Haematology and biochemistry
For many horses, laboratory assessment of blood is not essential. However, with severe or changing cases, white blood cell count, PCV and total plasma proteins (TPP) are often helpful.
The PCV and TPP are useful for assessing the degree of hypovolaemia, and are necessary to monitor the efficacy of volume replacement.
Treatments
A wide variety of drugs/therapeutic agents can be used in different clinical scenarios, including:
- Analgesics to control visceral pain, for example, NSAIDs (such as phenylbutazone, flunixin meglumine, ketoprofen and meloxicam), alpha2 agonist sedative drugs (xylazine, detomidine and romifidine), narcotic analgesics (butorphanol, morphine and pethidine) and spasmolytics (hyoscine).
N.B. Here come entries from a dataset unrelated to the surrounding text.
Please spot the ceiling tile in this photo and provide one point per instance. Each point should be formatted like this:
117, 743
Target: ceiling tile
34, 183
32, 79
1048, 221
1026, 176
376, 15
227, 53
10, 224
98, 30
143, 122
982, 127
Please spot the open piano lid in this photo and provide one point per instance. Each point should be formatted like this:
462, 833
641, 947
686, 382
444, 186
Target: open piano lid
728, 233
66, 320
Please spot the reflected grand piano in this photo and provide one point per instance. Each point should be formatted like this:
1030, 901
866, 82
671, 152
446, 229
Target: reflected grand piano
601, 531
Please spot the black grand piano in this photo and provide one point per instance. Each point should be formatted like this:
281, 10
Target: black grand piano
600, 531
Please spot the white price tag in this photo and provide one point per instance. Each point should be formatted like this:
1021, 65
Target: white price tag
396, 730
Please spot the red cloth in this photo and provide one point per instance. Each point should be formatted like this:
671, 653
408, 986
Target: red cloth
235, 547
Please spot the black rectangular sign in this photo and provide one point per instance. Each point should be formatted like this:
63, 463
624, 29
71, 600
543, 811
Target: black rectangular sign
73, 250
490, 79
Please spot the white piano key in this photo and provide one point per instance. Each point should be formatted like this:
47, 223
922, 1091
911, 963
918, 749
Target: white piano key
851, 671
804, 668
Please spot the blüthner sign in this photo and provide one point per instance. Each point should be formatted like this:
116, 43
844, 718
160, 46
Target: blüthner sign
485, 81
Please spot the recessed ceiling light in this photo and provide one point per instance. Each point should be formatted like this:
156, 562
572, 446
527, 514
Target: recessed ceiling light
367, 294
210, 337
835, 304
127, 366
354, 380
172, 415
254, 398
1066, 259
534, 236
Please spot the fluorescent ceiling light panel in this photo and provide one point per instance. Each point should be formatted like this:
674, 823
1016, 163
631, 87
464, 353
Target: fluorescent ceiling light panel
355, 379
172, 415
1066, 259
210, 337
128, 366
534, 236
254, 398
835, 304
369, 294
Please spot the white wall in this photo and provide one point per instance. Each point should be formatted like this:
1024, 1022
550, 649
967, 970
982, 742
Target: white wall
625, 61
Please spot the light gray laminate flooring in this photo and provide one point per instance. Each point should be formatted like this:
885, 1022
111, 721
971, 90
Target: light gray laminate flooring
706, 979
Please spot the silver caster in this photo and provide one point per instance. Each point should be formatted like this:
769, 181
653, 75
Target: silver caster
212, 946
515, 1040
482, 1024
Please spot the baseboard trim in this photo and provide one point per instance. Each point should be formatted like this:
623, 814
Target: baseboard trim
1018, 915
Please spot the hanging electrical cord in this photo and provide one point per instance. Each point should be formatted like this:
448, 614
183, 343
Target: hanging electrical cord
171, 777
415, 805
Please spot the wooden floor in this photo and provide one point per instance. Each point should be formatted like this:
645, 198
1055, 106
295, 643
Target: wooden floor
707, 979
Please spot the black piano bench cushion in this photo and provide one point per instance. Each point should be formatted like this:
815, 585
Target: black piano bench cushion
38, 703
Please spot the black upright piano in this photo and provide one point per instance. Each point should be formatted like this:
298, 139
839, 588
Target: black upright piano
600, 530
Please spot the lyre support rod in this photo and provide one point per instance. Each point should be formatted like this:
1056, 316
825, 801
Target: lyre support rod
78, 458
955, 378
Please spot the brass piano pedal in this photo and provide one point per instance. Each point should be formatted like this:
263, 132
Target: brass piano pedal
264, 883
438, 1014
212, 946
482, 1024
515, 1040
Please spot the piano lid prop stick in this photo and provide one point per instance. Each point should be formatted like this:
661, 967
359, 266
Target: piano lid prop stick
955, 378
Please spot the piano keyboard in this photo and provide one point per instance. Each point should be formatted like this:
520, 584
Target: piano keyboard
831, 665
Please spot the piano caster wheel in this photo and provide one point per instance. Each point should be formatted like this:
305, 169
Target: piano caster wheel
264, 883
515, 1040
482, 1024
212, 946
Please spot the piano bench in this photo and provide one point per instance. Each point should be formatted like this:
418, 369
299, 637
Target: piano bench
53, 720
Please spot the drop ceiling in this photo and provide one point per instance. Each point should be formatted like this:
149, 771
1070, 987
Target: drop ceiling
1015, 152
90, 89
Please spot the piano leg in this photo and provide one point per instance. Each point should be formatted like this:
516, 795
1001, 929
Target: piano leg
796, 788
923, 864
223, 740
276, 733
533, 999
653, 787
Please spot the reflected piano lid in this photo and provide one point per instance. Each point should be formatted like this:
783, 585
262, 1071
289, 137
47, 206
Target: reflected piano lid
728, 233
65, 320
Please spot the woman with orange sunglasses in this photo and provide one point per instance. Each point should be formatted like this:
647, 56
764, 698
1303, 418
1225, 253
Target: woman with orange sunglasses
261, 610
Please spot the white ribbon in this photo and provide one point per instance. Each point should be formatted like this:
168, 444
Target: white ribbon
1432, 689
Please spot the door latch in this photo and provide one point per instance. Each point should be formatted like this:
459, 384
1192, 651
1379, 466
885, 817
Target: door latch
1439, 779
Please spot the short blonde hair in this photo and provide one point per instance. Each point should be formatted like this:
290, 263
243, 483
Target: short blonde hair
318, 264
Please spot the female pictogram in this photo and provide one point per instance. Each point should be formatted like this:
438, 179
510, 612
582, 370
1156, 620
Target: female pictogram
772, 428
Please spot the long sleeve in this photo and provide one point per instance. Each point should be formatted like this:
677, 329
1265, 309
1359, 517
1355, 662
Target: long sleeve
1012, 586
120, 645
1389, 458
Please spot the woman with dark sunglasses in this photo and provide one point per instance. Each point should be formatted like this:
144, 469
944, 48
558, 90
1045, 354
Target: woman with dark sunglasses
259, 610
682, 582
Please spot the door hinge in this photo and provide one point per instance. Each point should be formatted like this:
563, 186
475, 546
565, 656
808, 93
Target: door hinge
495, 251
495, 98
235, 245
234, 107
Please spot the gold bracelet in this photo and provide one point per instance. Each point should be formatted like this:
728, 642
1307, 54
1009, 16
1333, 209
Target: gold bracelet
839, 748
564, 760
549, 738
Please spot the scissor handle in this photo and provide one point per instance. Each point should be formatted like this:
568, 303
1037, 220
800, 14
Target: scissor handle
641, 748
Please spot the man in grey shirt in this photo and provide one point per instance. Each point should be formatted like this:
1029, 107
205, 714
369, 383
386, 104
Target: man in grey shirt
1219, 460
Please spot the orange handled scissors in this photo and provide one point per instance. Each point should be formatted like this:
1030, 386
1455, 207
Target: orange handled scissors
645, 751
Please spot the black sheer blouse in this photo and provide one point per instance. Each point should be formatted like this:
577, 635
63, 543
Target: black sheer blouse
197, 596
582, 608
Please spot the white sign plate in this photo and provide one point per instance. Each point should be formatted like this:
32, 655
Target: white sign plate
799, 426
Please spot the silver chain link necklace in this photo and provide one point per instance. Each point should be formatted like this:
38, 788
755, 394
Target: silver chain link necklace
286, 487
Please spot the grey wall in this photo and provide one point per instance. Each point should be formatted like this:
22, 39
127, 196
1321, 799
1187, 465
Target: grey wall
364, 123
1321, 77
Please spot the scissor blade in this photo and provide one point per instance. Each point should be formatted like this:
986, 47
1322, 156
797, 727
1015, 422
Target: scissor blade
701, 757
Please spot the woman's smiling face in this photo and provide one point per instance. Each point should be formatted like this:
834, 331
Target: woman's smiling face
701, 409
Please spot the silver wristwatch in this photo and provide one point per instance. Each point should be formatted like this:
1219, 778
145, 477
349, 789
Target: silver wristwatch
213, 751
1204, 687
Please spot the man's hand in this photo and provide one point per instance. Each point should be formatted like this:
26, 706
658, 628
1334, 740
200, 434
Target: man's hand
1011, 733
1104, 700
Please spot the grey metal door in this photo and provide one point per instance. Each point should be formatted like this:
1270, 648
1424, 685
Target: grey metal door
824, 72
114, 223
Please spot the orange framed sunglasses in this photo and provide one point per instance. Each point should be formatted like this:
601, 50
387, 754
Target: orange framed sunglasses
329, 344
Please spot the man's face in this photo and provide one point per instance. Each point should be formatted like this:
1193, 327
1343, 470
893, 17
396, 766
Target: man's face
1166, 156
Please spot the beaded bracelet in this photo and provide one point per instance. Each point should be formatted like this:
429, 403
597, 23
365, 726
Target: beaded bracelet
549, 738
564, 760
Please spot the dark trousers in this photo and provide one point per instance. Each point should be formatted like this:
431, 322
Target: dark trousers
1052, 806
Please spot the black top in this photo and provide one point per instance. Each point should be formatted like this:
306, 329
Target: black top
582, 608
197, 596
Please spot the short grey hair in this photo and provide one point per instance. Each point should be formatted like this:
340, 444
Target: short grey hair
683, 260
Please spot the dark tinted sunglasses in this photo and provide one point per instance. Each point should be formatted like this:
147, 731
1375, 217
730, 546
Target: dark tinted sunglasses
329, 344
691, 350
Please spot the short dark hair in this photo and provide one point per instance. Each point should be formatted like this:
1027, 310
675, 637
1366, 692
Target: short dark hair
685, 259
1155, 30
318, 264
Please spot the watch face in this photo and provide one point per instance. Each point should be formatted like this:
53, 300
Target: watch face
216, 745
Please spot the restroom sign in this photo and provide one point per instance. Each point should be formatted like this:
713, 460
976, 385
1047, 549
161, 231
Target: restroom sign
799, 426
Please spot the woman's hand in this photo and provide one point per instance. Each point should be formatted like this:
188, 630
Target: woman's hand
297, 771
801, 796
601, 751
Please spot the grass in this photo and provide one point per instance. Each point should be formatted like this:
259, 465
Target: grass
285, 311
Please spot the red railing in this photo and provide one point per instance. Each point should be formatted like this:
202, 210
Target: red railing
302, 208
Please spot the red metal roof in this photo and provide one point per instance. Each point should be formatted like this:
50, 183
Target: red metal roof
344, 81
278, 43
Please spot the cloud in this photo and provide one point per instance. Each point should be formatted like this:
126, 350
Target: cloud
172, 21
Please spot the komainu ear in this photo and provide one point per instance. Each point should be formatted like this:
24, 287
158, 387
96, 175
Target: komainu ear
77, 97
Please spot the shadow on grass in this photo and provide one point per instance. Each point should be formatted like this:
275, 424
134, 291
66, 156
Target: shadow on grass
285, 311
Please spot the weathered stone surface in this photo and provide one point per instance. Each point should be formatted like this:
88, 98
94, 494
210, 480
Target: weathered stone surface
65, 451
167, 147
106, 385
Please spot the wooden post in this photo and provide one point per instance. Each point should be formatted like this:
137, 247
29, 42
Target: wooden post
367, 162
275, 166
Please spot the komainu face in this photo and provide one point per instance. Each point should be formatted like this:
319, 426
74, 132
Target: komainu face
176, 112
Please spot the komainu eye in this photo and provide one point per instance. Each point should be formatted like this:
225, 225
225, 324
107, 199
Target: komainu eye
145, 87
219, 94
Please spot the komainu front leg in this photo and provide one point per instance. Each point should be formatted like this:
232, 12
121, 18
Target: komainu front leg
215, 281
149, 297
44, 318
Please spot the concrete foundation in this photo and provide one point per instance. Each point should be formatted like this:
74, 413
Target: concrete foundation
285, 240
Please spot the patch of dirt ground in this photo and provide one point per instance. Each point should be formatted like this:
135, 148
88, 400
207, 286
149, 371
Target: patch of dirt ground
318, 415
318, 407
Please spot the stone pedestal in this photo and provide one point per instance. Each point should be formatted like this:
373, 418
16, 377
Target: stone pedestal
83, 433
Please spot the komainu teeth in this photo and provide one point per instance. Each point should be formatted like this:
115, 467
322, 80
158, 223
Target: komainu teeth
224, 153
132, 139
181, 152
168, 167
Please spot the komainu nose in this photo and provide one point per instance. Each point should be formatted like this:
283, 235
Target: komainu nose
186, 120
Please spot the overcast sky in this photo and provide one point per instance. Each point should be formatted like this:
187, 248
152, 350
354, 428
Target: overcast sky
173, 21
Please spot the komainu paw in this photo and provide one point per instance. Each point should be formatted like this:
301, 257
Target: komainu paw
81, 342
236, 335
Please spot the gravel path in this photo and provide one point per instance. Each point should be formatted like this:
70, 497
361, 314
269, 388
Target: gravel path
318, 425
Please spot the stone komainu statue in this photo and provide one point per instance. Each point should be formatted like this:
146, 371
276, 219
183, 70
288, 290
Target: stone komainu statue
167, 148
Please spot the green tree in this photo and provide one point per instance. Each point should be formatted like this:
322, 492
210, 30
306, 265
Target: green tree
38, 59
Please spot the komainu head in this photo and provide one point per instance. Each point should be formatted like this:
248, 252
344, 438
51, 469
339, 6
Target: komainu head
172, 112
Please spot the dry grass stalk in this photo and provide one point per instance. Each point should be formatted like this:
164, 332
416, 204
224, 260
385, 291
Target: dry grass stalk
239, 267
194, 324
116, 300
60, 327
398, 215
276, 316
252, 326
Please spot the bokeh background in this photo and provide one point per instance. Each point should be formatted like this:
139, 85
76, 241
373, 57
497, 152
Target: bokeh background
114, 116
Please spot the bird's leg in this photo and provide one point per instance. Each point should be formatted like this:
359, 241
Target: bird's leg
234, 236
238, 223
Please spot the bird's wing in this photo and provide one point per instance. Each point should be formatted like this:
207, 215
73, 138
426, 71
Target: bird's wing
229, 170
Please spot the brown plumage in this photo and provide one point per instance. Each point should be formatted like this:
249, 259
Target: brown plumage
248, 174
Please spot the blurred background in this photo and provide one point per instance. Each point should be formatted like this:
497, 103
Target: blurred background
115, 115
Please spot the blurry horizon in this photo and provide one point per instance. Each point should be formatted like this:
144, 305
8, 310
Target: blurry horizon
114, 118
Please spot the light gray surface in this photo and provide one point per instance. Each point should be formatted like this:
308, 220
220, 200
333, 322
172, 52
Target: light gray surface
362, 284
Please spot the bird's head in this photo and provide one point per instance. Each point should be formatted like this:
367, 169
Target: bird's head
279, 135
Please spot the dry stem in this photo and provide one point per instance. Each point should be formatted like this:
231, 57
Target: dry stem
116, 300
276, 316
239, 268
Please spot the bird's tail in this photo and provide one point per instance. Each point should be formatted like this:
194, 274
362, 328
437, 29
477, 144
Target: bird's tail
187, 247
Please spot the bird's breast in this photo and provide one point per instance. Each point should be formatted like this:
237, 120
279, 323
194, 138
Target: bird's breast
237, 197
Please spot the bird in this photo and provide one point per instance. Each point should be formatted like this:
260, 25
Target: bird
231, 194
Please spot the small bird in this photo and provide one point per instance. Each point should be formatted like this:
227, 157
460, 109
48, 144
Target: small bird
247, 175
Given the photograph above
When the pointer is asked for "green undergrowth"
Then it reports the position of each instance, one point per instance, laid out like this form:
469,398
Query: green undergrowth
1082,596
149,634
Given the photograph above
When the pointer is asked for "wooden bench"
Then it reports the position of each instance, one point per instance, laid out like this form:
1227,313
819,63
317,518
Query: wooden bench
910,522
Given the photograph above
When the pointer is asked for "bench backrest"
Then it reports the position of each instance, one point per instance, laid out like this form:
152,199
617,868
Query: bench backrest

- Agents to soften and facilitate the passage of ingesta (laxatives; oral fluids, liquid paraffin, magnesium sulphate).
- Fluids and electrolytes to improve cardiovascular function during endotoxic and hypovolaemic shock (IV fluids, enteral fluids).
- Anti-inflammatory drugs to reduce the adverse effects of endotoxin (flunixin meglumine) or intestinal inflammation (corticosteroids).
- Agents to normalise intestinal contractions during adynamic ileus (lidocaine, metoclopramide, erythromycin).
- Antimicrobial drugs (for example, for treating peritonitis).
- Anthelmintics (for example, for treating larval cyathostominosis).